Arthur O'Donnell

Personal information
- Native name: Artúr Ó Domhnaill (Irish)
- Born: 9 March 1890 Boherlahan, County Tipperary, Ireland
- Died: 23 December 1954 (aged 64) Ballytarsna, County Tipperary, Ireland
- Occupation: Store hand

Sport
- Sport: Hurling
- Position: Goalkeeper

Club
- Years: Club
- Boherlahan–Dualla

Club titles
- Tipperary titles: 9

Inter-county
- Years: County
- 1915–1928: Tipperary

Inter-county titles
- Munster titles: 4
- All-Irelands: 2

= Arthur O'Donnell =

Irish hurler

Arthur O'Donnell (9 March 1890 – 23 December 1954) was an Irish hurler who played as a goalkeeper for the Tipperary senior team.

==Playing career==

O'Donnell made his first appearance for the team during the 1915 championship and was a regular member of the starting fifteen until his retirement after the 1928 championship. During that time he won two All-Ireland medals and four Munster medals.

At club level, O'Donnell was a multiple county championship medalist with Boherlahan–Dualla.

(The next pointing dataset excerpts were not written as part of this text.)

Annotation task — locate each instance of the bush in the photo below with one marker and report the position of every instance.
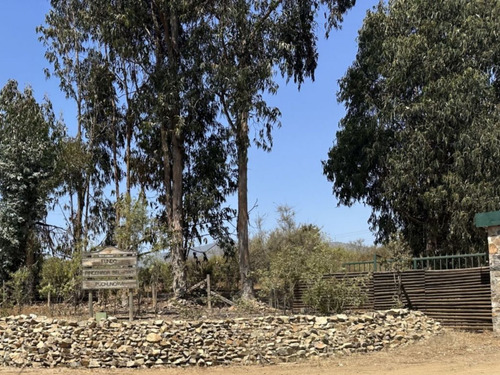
(329, 295)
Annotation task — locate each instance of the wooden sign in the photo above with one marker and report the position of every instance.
(109, 284)
(109, 268)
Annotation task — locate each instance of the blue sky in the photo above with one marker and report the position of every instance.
(291, 174)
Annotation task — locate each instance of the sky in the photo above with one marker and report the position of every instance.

==Personal life and death==

O'Donnell was born in the townland of Ballinree, just outside Cashel, County Tipperary, the fourth of six children of James and his second wife Bridget (née Gorman). After completing his education, he worked on the family farm before later finding employment as a store hand.

O'Donnell, aged 64, died from bronchitis on 23 December 1954 at his sister's residence in Ballytarsna, County Tipperary.